Comprehending Terraform Infrastructure as Code: How to Evolve Fast & Safe

Even after a few years of using Terraform, many users still don’t have enough certainty about the infrastructure changes they make. There are a “terraform plan” command, staging environments, and code reviews - everything works with various successes. What are the ways to know the consequences of the changes in advance (literally, as you type)?

In the talk, I will explain how we can “shift left” the understanding of Terraform infrastructure as code to developers using Terraform so that they can make correct decisions faster and safer.

I will cover several common patterns, IDE and plugins, pre-commit git hooks, CI/CD integrations, and demo some of them in action by doing live coding.

Doing serverless on AWS with Terraform for real

More and more companies are adopting serverless technologies as the community is defining the best practices, tools, and patterns.

Companies using Terraform as their infrastructure as a code tool are often required to reinvent the wheel when they work with serverless.

In the talk, I will explain why managing serverless applications with Terraform is a good idea and how https://serverless.tf open-source project has started as an organic response to the accidental complexity of many existing tools used by serverless developers.

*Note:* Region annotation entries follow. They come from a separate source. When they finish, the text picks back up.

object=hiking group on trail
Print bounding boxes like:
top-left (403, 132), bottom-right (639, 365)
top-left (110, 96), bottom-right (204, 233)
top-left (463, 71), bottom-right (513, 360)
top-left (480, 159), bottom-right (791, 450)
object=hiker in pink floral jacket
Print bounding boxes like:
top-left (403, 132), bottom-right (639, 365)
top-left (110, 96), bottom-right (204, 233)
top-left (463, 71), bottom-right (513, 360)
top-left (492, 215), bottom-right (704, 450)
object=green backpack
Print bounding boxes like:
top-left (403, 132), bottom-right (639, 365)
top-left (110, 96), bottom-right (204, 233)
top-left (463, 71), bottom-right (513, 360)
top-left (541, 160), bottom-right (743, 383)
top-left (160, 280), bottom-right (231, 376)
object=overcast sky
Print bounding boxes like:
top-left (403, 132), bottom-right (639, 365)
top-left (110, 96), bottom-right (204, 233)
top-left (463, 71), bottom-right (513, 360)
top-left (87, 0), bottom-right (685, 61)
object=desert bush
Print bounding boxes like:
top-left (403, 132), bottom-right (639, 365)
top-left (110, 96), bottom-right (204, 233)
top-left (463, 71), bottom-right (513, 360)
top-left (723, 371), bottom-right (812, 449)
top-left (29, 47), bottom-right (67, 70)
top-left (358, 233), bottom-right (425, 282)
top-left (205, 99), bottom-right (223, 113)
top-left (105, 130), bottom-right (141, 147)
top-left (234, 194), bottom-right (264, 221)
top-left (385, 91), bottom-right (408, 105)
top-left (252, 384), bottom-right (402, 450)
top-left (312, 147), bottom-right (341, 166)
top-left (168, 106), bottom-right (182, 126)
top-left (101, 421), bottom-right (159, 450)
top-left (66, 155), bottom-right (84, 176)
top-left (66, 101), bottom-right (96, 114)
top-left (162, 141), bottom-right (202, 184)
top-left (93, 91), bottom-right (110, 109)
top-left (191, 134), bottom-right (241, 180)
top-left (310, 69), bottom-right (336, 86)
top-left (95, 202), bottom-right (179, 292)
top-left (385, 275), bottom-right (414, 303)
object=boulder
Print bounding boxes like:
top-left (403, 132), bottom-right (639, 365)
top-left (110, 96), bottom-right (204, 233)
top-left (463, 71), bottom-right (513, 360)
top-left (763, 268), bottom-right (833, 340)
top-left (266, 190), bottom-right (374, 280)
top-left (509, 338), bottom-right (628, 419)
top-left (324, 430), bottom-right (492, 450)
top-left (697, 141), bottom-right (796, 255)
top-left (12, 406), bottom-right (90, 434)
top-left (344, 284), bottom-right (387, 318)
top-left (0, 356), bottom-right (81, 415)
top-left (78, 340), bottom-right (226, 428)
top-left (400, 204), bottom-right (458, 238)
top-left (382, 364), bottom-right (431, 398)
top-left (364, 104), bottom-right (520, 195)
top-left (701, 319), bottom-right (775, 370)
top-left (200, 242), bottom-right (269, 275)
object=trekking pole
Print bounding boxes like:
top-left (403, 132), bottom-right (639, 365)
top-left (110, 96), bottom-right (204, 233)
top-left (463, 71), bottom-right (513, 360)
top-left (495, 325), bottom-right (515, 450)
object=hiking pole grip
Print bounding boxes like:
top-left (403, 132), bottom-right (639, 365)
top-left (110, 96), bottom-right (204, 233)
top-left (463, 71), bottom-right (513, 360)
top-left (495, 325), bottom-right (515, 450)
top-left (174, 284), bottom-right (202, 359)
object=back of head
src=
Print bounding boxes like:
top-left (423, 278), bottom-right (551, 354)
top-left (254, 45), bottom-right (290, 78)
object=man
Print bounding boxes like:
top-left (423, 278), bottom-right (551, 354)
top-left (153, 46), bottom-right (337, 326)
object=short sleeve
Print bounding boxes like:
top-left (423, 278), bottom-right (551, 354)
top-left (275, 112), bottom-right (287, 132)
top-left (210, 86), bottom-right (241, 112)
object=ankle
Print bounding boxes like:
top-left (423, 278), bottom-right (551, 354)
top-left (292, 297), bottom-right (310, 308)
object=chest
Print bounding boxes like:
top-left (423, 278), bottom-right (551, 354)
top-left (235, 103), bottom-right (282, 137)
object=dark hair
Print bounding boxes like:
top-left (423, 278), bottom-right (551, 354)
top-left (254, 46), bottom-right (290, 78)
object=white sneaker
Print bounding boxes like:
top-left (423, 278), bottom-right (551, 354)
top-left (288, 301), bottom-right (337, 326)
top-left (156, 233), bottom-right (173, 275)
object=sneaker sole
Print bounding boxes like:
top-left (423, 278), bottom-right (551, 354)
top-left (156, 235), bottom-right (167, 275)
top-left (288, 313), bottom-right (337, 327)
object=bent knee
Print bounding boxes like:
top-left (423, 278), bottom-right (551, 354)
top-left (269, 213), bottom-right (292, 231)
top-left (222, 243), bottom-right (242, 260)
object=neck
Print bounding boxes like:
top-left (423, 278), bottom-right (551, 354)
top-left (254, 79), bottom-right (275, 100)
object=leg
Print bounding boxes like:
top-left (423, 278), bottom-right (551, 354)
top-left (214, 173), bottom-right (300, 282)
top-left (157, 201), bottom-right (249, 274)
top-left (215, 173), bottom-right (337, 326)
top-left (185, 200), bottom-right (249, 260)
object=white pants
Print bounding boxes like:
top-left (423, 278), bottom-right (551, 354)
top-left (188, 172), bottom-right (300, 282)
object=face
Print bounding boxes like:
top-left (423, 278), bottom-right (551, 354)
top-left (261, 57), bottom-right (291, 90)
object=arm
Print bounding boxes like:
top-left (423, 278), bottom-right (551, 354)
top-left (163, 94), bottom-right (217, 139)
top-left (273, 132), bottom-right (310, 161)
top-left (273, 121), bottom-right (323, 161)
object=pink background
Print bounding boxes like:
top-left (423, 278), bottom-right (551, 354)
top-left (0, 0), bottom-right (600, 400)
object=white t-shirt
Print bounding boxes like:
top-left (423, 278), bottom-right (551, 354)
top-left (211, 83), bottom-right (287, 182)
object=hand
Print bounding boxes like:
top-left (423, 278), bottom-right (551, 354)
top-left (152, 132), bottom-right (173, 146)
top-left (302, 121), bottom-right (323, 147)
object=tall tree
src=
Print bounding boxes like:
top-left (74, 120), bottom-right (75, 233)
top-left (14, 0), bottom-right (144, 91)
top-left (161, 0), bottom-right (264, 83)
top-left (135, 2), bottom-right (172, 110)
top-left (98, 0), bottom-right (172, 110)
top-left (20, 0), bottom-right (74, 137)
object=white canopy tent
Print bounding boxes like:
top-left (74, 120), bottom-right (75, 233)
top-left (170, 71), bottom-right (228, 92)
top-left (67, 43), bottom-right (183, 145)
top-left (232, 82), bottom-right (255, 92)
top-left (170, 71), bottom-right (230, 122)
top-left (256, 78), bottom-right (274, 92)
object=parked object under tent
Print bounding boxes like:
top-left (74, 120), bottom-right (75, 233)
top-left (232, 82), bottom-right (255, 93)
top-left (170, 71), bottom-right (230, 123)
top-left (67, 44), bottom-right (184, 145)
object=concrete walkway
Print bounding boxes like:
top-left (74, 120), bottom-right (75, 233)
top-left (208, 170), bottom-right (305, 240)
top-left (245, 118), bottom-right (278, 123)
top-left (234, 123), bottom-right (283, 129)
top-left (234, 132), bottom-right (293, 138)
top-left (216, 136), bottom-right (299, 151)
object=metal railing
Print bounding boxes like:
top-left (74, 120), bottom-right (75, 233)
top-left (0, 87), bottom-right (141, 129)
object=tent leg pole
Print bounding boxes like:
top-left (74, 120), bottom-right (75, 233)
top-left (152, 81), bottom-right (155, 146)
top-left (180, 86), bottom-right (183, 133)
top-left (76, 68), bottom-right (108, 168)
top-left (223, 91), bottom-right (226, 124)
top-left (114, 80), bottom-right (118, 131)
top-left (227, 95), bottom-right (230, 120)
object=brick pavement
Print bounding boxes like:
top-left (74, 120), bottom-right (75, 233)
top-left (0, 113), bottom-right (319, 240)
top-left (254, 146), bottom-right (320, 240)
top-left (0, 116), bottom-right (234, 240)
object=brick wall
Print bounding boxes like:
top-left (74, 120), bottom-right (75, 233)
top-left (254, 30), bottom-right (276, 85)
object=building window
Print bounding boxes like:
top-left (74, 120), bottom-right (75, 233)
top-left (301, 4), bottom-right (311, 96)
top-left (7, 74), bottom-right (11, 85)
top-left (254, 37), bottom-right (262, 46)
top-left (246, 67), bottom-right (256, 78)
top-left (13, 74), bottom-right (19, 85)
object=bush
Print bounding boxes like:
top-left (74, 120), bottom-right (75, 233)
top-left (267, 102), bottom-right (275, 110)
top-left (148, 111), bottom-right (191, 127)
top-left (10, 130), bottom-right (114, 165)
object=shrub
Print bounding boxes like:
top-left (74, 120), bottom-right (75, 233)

I will demo a complete serverless application (including building and deploying it) using Terraform and open-source components.

I have a few live streams on my YouTube channel where I was talking about it - https://www.youtube.com/c/AntonBabenkoLive/search?query=serverless

My ideal way of testing Terraform configurations

A hands-on guide for developers who wanted to perform testing of the Terraform configurations but always felt it was a complicated task. I will show how this can be done more straightforwardly and powerfully using open-source projects (including Open Policy Agent and Terraform AWS modules).

The main open-source project/framework is currently in development.